Für diese Rolle war vor der Saison Jens Stage geholt worden, ein schüchterner Däne mit angeblich großer Begabung, die sich Werder vier Millionen Euro kosten ließ. In England deckt so ein Betrag allenfalls die Bewirtungskosten eines Transfergeschäfts, aber für die wirtschaftlich ramponierte Traditionsmarke Werder ist das mittlerweile eine ganze Menge Geld. Kein Bremer Zugang war teurer als Stage, der diese klubinterne Spitzenposition gemeinerweise bis zum Saisonende verteidigen wird. Denn der SV Werder ist laut Sportchef Frank Baumann kein aktiver Teilnehmer auf dem Wintermarkt. Verstärkungen sind aktuell einfach nicht drin.
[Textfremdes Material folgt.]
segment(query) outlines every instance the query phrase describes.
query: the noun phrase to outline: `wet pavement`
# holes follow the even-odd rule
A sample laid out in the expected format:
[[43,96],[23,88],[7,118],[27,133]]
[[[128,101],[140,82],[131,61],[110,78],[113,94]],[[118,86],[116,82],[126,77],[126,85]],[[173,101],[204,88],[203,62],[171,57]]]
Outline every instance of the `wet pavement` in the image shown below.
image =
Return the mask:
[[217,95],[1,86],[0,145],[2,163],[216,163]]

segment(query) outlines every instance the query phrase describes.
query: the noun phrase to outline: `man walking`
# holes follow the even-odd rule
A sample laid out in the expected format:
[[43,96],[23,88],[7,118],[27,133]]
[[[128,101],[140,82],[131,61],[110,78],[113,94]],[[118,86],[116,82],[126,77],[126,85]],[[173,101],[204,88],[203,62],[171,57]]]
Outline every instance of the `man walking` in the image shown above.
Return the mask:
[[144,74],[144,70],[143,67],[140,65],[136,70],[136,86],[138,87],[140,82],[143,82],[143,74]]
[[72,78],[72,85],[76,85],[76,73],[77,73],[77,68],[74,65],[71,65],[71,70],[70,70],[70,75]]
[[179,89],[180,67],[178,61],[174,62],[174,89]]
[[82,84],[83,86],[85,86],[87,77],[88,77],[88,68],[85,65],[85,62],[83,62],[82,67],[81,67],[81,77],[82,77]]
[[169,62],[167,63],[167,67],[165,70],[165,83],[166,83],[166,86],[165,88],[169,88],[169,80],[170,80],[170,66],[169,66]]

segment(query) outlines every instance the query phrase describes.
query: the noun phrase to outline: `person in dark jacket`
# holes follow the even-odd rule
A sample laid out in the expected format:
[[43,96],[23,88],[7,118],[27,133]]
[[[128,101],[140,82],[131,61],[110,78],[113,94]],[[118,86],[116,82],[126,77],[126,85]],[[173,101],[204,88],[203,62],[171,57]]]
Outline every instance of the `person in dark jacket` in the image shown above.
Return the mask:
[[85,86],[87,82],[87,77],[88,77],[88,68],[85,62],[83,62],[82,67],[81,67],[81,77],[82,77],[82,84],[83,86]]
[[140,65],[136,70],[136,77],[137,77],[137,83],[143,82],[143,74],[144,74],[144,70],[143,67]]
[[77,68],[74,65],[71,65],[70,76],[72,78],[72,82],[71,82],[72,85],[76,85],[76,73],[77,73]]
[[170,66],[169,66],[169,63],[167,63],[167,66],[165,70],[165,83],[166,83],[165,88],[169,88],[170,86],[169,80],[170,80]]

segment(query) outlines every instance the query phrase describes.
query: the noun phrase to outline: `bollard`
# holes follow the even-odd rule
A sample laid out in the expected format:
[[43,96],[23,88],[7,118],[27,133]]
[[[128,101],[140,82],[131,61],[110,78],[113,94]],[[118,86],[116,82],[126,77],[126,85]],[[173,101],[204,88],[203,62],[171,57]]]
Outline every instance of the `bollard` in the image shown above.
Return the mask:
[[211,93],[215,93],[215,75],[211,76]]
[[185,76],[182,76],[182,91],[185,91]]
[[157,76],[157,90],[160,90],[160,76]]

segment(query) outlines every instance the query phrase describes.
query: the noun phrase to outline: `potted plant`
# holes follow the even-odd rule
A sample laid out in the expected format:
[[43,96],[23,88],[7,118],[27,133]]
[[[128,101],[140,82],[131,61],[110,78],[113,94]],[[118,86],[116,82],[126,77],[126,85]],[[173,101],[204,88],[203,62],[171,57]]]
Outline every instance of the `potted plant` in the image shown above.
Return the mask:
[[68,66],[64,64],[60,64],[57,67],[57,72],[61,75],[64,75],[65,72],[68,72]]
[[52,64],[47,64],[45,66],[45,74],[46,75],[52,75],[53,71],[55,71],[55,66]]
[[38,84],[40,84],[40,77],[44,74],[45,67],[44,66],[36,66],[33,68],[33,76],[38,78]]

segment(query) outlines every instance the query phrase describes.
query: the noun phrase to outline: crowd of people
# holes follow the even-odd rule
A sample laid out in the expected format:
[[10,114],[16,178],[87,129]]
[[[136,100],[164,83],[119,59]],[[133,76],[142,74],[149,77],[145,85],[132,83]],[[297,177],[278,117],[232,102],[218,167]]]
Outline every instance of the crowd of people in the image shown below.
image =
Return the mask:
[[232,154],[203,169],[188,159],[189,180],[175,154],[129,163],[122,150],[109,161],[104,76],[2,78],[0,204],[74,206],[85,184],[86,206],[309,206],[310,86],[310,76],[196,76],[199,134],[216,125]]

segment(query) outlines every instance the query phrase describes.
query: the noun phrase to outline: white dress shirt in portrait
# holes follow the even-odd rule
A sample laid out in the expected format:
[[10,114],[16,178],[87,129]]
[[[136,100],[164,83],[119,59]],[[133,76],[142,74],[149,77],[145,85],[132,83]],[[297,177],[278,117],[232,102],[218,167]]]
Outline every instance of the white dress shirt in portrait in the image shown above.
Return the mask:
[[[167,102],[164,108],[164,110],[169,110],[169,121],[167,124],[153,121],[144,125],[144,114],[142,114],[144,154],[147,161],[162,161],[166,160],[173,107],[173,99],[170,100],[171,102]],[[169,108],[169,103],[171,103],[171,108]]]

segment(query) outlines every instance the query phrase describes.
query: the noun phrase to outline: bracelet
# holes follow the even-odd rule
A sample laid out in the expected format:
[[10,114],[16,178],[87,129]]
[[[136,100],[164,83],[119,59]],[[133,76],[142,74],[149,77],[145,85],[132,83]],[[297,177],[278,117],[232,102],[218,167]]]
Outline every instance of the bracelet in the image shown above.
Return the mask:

Der Bremer Trainer Werner muss die Mission Klassenverbleib also mit den vorhandenen Bordmitteln angehen, was für ihn übrigens auch absolut in Ordnung geht. "Wenn ich da jetzt die Hosen voll hätte", sagte Werner, "dann wäre mir ja auch nicht mehr zu helfen." Hilfe zur Selbsthilfe können seine Spieler schon am Samstag gegen den VfL Wolfsburg leisten. Aus Bremer Sicht ist das nur leider der schlechtmöglichste Zeitpunkt, um es mit der Werkself aufzunehmen: Wolfsburg hat zuletzt sechs Spiele in Serie gewonnen und dabei ein Torverhältnis von 22:1 erzielt. Den Terminkalender kann man sich halt nicht aussuchen.